Each party's liability under this DPA is subject to the limitations and exclusions set out in the Terms of Service. Nothing in this DPA limits either party's liability to data subjects or to supervisory authorities under the GDPR.

Where a data subject or supervisory authority brings a claim against one party in respect of a breach that is wholly or partly attributable to the other party, the party at fault shall indemnify the other party against the portion of liability attributable to it.

This DPA shall remain in force for as long as the Processor processes Personal Data on behalf of the Controller under the Terms of Service. Termination of the Terms of Service shall automatically terminate this DPA, subject to the Processor's obligation to delete data as set out in Section 4.8 and any obligations that survive termination by their nature.

In the event of any conflict between this DPA and the Terms of Service, this DPA shall prevail with respect to the subject matter of data protection. In the event of any conflict between this DPA and the Standard Contractual Clauses where those clauses apply, the Standard Contractual Clauses shall prevail.

This DPA shall be governed by the laws of the Netherlands. Any disputes shall be resolved in accordance with the dispute resolution provisions of the Terms of Service.

This DPA is entered into by the Parties as of the date the Controller accepts the Terms of Service or, where executed separately, as of the date of the last signature below.
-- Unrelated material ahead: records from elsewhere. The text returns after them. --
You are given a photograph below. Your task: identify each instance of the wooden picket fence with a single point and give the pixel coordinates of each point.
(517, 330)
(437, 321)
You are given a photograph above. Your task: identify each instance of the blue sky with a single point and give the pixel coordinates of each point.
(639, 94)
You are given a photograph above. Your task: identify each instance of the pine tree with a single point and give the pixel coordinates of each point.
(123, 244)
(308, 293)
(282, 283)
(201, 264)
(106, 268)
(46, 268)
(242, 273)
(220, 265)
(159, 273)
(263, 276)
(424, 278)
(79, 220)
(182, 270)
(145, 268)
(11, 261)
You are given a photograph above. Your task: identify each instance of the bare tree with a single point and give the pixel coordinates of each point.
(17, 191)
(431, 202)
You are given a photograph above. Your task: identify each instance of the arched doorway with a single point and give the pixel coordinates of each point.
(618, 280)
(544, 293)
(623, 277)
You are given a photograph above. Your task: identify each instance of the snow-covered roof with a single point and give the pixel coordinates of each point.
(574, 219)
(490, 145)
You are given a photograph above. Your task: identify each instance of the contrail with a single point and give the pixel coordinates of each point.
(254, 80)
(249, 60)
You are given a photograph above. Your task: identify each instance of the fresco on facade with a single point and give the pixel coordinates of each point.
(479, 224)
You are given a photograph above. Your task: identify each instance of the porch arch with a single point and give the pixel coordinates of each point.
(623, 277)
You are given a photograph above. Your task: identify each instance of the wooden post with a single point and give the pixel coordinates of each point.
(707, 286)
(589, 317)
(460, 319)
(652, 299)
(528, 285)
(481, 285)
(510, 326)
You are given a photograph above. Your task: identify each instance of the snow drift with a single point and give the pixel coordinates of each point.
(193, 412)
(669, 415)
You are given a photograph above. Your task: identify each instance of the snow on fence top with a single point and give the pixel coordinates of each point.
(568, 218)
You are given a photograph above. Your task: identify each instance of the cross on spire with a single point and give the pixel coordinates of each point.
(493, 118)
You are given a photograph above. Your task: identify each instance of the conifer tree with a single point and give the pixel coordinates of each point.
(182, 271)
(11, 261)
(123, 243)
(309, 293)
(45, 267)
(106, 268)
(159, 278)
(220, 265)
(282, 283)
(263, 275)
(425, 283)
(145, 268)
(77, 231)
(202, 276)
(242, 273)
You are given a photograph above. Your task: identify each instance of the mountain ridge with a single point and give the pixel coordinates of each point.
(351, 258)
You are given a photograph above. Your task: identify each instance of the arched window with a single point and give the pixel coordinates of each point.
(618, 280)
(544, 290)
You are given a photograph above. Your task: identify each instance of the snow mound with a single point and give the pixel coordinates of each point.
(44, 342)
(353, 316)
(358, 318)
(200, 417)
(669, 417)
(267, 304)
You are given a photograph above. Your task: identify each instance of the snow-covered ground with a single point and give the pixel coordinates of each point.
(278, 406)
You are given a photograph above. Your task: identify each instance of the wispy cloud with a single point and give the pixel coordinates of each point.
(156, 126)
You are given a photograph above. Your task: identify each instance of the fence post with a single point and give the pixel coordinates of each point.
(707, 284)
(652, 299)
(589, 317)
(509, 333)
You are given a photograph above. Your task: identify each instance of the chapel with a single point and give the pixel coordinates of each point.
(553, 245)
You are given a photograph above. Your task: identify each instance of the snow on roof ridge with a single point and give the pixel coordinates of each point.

For AI Data Desk B.V. (Processor):

Name: _______________________
Title: _________________________
Date: _________________________
Signature: ____________________

For [Controller Organisation Name] (Controller):

Name: ________________________
Title: __________________________
Date: __________________________
Signature: _____________________

The following technical and organisational measures are implemented by AI Data Desk B.V. as of the date of this DPA:

Infrastructure Security

• All data hosted exclusively on AWS EU (Frankfurt, eu-central-1)
• Network isolation and hardened cloud infrastructure
• Zero-trust architecture — every user, device, and request is authenticated and authorised
• No implicit trust granted within the system

Encryption

• Encryption in transit: TLS 1.3 for all data in motion
• Encryption at rest: AES-256 for all stored data
• OAuth tokens encrypted at rest and never exposed to other users or systems

Access Control

• Role-based access control (Admin, Team Lead, User) enforced at application layer
• Principle of least privilege — users are granted only permissions required for their role
• Employee access to Personal Data restricted to that described in Section 4.10
• All privileged access is logged and auditable

Authentication

• Multi-factor authentication supported and enforced at login
• OAuth 2.0 for third-party account connections (Google, Microsoft)
• Firebase Authentication for session management

Monitoring and Incident Response

• Proactive monitoring and structured logging for anomaly detection
• Defined incident response procedures aligned with GDPR Article 33/34 timelines
• Security events monitored and managed under defined protocols

Penetration Testing and Vulnerability Management

• Periodic penetration testing by independent third parties
• Vulnerability findings are triaged, prioritised, and remediated according to severity

Data Minimisation and Retention

• Only data strictly necessary to provide the Service is collected and processed
• Automated retention enforcement in accordance with the periods set out in Section 3.2 and the Privacy Policy
• Backups purged within 30 days of data deletion

Personnel

• All personnel with access to Personal Data are bound by confidentiality obligations
• Security awareness is part of employee onboarding and ongoing operations
• Access is revoked immediately upon change of role or departure

Current as of 9 April 2026. The most current version is maintained at www.aidatadesk.com/subprocessors.